# Some VA fish



## fish militia (Nov 1, 2004)

Hit the HRBT last night with Surffish" Dave and another friend.

I was a cal, chilly moonlit night and the fish were biting.

We managed about 30 schoolie stripers between us in about an hour. They ranged from 14 inches to 25 inches.

It was nice to be in the plastic and catching a few fish.

Life is good.


----------



## Surfishn' Dave (Nov 16, 2005)

I'm glad that you were able to get out there last night and get into the fish with me. We have got to do that again reel soon.


----------



## jmadre (Jan 3, 2008)

Nice! I'm sorry I missed it, but I'm glad y'all got bit.


----------



## AL_N_VB (Apr 3, 2002)

Hey General...Kipto-Kow run!


----------



## fish militia (Nov 1, 2004)

Al.

I want to, but not sure I can make it.. Bout to leave for Florida for a while.. I really would want to stay the night for that one and I am not sure I can work it in.


----------



## RuddeDogg (Mar 20, 2004)

Nice fish.


----------



## wannabeangler (Feb 7, 2009)

Which side were you on? If you were on the Norfolk side.....how was the paddle/peddle?


----------



## fish militia (Nov 1, 2004)

It's not a bad paddle. But like any paddle--weather is everything. Been launching the Norfolk side.

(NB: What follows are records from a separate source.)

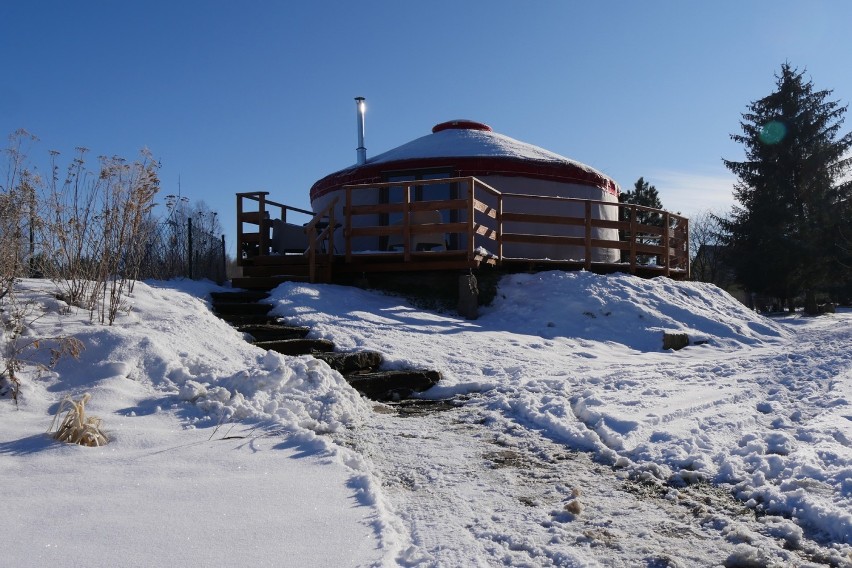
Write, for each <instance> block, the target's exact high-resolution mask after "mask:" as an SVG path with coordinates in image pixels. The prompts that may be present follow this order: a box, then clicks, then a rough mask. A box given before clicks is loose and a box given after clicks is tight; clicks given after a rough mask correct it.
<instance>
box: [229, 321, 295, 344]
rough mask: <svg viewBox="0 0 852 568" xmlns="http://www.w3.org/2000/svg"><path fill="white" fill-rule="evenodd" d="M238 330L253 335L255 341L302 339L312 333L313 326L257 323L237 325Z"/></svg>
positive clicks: (276, 323)
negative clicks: (281, 339) (308, 333)
mask: <svg viewBox="0 0 852 568" xmlns="http://www.w3.org/2000/svg"><path fill="white" fill-rule="evenodd" d="M236 327H237V330H239V331H242V332H243V333H248V334H249V335H251V336H252V337H253V338H254V340H255V342H258V341H275V340H278V339H301V338H303V337H305V336H306V335H308V333H310V331H311V328H309V327H302V326H298V325H286V324H283V323H256V324H245V325H238V326H236Z"/></svg>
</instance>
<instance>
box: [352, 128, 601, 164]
mask: <svg viewBox="0 0 852 568" xmlns="http://www.w3.org/2000/svg"><path fill="white" fill-rule="evenodd" d="M481 127H485V128H487V130H485V129H483V128H481ZM468 157H477V158H512V159H518V160H532V161H536V162H550V163H554V164H565V165H571V166H574V167H579V168H581V169H583V170H586V171H588V172H596V173H598V174H600V175H603V174H601V173H600V172H597V170H595V169H594V168H591V167H589V166H587V165H585V164H581V163H580V162H577V161H575V160H571V159H569V158H566V157H565V156H561V155H559V154H556V153H555V152H551V151H549V150H545V149H544V148H540V147H538V146H534V145H532V144H528V143H526V142H521V141H520V140H515V139H514V138H511V137H509V136H506V135H505V134H500V133H499V132H494V131H493V130H491V128H490V127H488V126H487V125H484V124H482V123H477V122H474V121H471V120H453V121H449V122H444V123H441V124H438V125H436V126H435V128H434V129H433V132H432V134H427V135H426V136H421V137H420V138H417V139H416V140H412V141H411V142H408V143H406V144H403V145H402V146H398V147H396V148H394V149H393V150H389V151H387V152H385V153H383V154H379V155H378V156H374V157H372V158H368V159H367V164H384V163H388V162H397V161H402V160H411V159H416V158H468Z"/></svg>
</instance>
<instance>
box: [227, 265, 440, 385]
mask: <svg viewBox="0 0 852 568" xmlns="http://www.w3.org/2000/svg"><path fill="white" fill-rule="evenodd" d="M251 280H258V278H252V279H251ZM268 297H269V293H268V292H265V291H262V290H257V289H254V290H242V291H236V292H214V293H212V294H211V299H212V301H213V312H214V313H215V314H216V315H217V316H219V317H220V318H222V319H224V320H225V321H227V322H229V323H230V324H231V325H233V326H234V327H236V328H237V329H238V330H239V331H241V332H243V333H244V334H245V337H246V340H247V341H249V342H250V343H253V344H254V345H257V346H258V347H260V348H262V349H267V350H271V351H276V352H278V353H281V354H283V355H312V356H314V357H316V358H317V359H321V360H322V361H325V362H326V363H327V364H328V365H329V366H330V367H331V368H332V369H334V370H336V371H337V372H339V373H340V374H341V375H343V377H344V378H345V379H346V381H347V382H348V383H349V384H350V385H352V387H353V388H355V389H356V390H358V391H359V392H360V393H361V394H362V395H364V396H366V397H367V398H370V399H373V400H383V401H398V400H400V399H405V398H408V397H410V396H411V395H412V394H413V393H415V392H422V391H425V390H427V389H429V388H432V387H433V386H435V385H436V384H437V383H438V381H440V380H441V373H440V372H438V371H430V370H417V369H412V370H396V371H381V370H380V367H381V365H382V363H383V358H382V355H381V354H380V353H377V352H375V351H359V352H354V353H338V352H335V351H334V349H335V345H334V343H332V342H331V341H329V340H327V339H311V338H308V337H307V335H308V334H309V333H310V329H308V328H307V327H302V326H293V325H289V324H287V323H286V322H284V321H282V320H281V318H277V317H275V316H272V315H269V312H270V311H271V310H272V305H271V304H269V303H266V302H264V300H266V299H267V298H268Z"/></svg>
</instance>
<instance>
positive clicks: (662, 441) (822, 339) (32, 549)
mask: <svg viewBox="0 0 852 568" xmlns="http://www.w3.org/2000/svg"><path fill="white" fill-rule="evenodd" d="M21 288H22V289H21V292H20V294H19V297H20V298H22V299H27V298H29V299H30V307H31V310H30V313H31V315H30V317H29V319H30V320H33V321H32V324H31V326H30V328H29V331H28V333H29V336H28V337H29V338H31V339H34V338H38V337H53V336H57V335H62V334H66V335H67V334H72V335H75V336H77V337H78V338H80V339H81V340H82V341H83V343H84V345H85V347H86V349H85V350H84V351H83V353H82V354H81V357H80V359H79V360H76V361H75V360H72V359H67V358H66V359H63V360H61V361H60V363H59V364H58V365H57V366H56V367H55V368H54V369H52V370H50V371H44V370H41V371H39V370H38V369H37V368H36V367H34V366H29V367H27V369H26V372H25V373H23V374H22V375H21V377H22V384H23V388H22V393H21V399H20V403H19V405H18V407H17V408H16V407H15V406H14V404H13V403H12V402H11V401H10V400H3V401H0V420H2V423H3V429H2V430H1V431H0V432H2V433H0V464H2V466H0V476H2V477H1V478H0V479H2V481H3V487H4V489H5V491H4V499H3V510H4V511H5V512H6V519H7V521H9V522H8V523H7V525H6V531H5V535H6V536H7V539H6V541H7V544H6V545H5V546H4V561H3V563H4V564H8V565H10V566H12V565H14V566H40V565H45V564H48V563H58V564H59V565H68V564H72V563H79V564H83V563H84V564H88V565H94V566H113V565H117V564H118V565H124V566H149V565H166V564H168V565H178V564H180V565H198V566H214V565H226V564H228V565H232V564H245V565H269V566H278V565H292V566H332V565H333V566H366V565H388V566H394V565H402V566H419V565H425V566H495V565H500V566H502V565H512V566H524V565H526V566H597V565H603V566H715V565H726V566H809V565H814V566H822V565H834V566H849V565H852V348H850V347H852V312H850V311H848V310H847V311H841V312H840V313H838V314H835V315H827V316H824V317H820V318H813V319H809V318H802V317H797V316H792V317H786V318H779V319H771V320H770V319H766V318H763V317H761V316H758V315H756V314H754V313H752V312H749V311H748V310H747V309H745V308H744V307H742V306H741V305H739V304H738V303H736V302H735V301H734V300H733V299H731V298H730V297H729V296H727V295H726V294H724V293H723V292H721V291H719V290H718V289H716V288H715V287H713V286H709V285H704V284H696V283H676V282H672V281H670V280H667V279H662V278H659V279H654V280H641V279H636V278H632V277H628V276H623V275H613V276H596V275H593V274H588V273H583V272H576V273H562V272H549V273H540V274H535V275H530V274H524V275H515V276H511V277H507V278H504V279H503V281H502V282H501V285H500V288H499V291H498V296H497V298H496V300H495V302H494V304H493V305H492V306H490V307H488V308H486V309H483V310H482V316H481V317H480V318H479V319H478V320H475V321H467V320H464V319H460V318H458V317H455V316H452V315H447V314H438V313H434V312H429V311H425V310H421V309H418V308H415V307H412V306H411V305H410V304H408V303H406V302H405V301H404V300H403V299H400V298H396V297H390V296H385V295H381V294H378V293H374V292H368V291H363V290H358V289H352V288H342V287H336V286H326V285H310V286H308V285H299V284H285V285H282V286H281V287H279V288H278V289H276V290H275V291H274V292H273V295H272V299H271V301H272V302H273V303H274V304H275V305H276V307H275V310H274V312H275V313H276V315H278V316H280V317H283V318H286V319H287V320H288V321H290V322H291V323H298V324H303V325H308V326H310V327H311V328H312V329H313V330H314V331H313V335H314V336H316V337H324V338H328V339H332V340H333V341H334V342H335V343H336V344H337V345H338V347H339V349H341V350H356V349H372V350H377V351H380V352H382V353H383V354H384V355H385V358H386V361H387V366H388V367H389V368H401V367H409V366H416V367H428V368H435V369H439V370H440V371H441V372H442V373H443V375H444V380H443V382H442V384H441V385H440V386H439V387H436V388H434V389H432V391H430V392H429V393H427V397H428V398H430V399H433V400H439V399H452V400H453V401H454V404H453V405H435V406H434V407H429V406H428V405H423V406H421V407H416V408H414V409H412V410H410V411H407V412H400V408H398V407H394V406H391V405H384V404H379V403H374V402H371V401H368V400H365V399H363V398H361V397H359V396H358V395H357V393H356V392H355V391H353V390H352V389H351V388H350V387H348V385H346V383H345V381H343V379H342V378H341V377H340V376H339V375H338V374H337V373H335V372H333V371H331V370H330V369H329V368H328V367H327V366H326V365H325V364H324V363H321V362H319V361H316V360H314V359H312V358H310V357H285V356H281V355H278V354H275V353H271V352H269V353H267V352H264V351H262V350H261V349H258V348H256V347H253V346H251V345H249V344H248V343H246V342H244V341H243V338H242V337H241V336H240V334H239V333H237V332H236V331H234V330H233V329H232V328H230V327H229V326H228V325H226V324H225V323H223V322H222V321H220V320H218V319H217V318H215V317H214V316H213V315H212V314H211V313H210V311H209V302H208V299H207V293H208V292H209V291H211V290H213V289H216V287H215V286H213V285H209V284H200V283H191V282H165V283H163V282H149V283H138V284H137V285H136V288H135V290H134V293H133V297H132V298H131V299H130V309H129V310H128V311H126V312H125V313H123V314H122V315H120V317H119V318H118V320H117V321H116V324H115V325H114V326H112V327H105V326H100V325H96V324H91V323H89V321H88V314H86V313H78V312H74V311H73V310H72V311H71V313H70V314H69V313H64V312H67V310H66V306H65V305H64V304H63V303H62V302H61V301H59V300H55V299H53V298H52V296H51V295H50V293H51V291H52V289H51V287H50V284H49V283H46V282H42V281H36V280H26V281H24V282H23V283H22V285H21ZM36 315H37V316H38V317H37V318H35V316H36ZM664 331H681V332H686V333H687V334H688V335H689V337H690V338H691V339H692V340H693V341H694V342H698V343H700V344H698V345H690V346H689V347H687V348H685V349H683V350H681V351H677V352H673V351H663V350H662V334H663V332H664ZM39 345H40V347H42V350H41V352H39V353H38V354H36V355H33V357H34V358H35V359H38V360H41V361H42V362H47V359H48V358H49V353H47V351H46V350H45V349H44V347H46V346H49V345H50V342H49V341H42V342H40V344H39ZM84 392H91V393H92V395H93V398H92V400H91V403H90V404H89V407H88V410H89V411H90V412H91V413H92V414H95V415H98V416H100V417H101V418H103V419H104V426H105V428H106V430H107V432H108V434H109V436H110V439H111V442H110V444H109V445H107V446H105V447H103V448H84V447H72V446H65V445H62V444H59V443H56V442H53V441H51V440H50V438H49V437H47V436H46V435H45V434H44V431H45V430H46V429H47V427H48V426H49V425H50V421H51V419H52V413H53V412H55V410H56V408H57V406H58V402H59V401H60V400H61V398H62V397H63V396H64V395H65V394H72V395H73V396H75V397H76V396H79V395H81V394H82V393H84ZM439 409H440V411H439Z"/></svg>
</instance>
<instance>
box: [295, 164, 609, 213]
mask: <svg viewBox="0 0 852 568" xmlns="http://www.w3.org/2000/svg"><path fill="white" fill-rule="evenodd" d="M438 167H441V168H446V169H448V170H451V171H452V174H451V175H453V176H455V177H467V176H485V175H503V176H523V177H528V178H533V179H544V180H552V181H561V182H564V183H576V184H579V185H588V186H592V187H597V188H600V189H602V190H604V191H606V192H607V193H610V194H612V195H618V186H617V185H616V183H615V182H614V181H613V180H611V179H610V178H608V177H606V176H604V175H602V174H599V173H597V172H594V171H588V170H585V169H583V168H580V167H577V166H575V165H573V164H560V163H552V162H537V161H533V160H524V159H512V158H503V157H487V156H486V157H461V158H413V159H410V160H397V161H394V162H383V163H380V164H369V163H367V164H365V165H363V166H358V167H353V168H349V169H346V170H341V171H339V172H335V173H333V174H330V175H328V176H326V177H324V178H322V179H321V180H319V181H318V182H316V183H315V184H314V185H313V187H311V202H313V201H314V200H315V199H317V198H319V197H322V196H323V195H326V194H328V193H330V192H332V191H335V190H337V189H340V187H341V186H343V185H347V184H358V183H381V182H383V181H385V179H384V175H383V174H384V173H386V172H398V171H400V170H415V169H427V168H438ZM498 189H499V188H498Z"/></svg>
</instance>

I've hit it twice now and both days the weather was nice and the current was tolerable. Had a couple newbies with me the other night and they did just fine.


----------



## wannabeangler (Feb 7, 2009)

wind and tide play a huge part in the paddle too!
outgoing tide with a N/NE wind sucks!
anything else is easily manageable.

i may have to head up the James and look for some rocks.
i know there aren't many in the York.


----------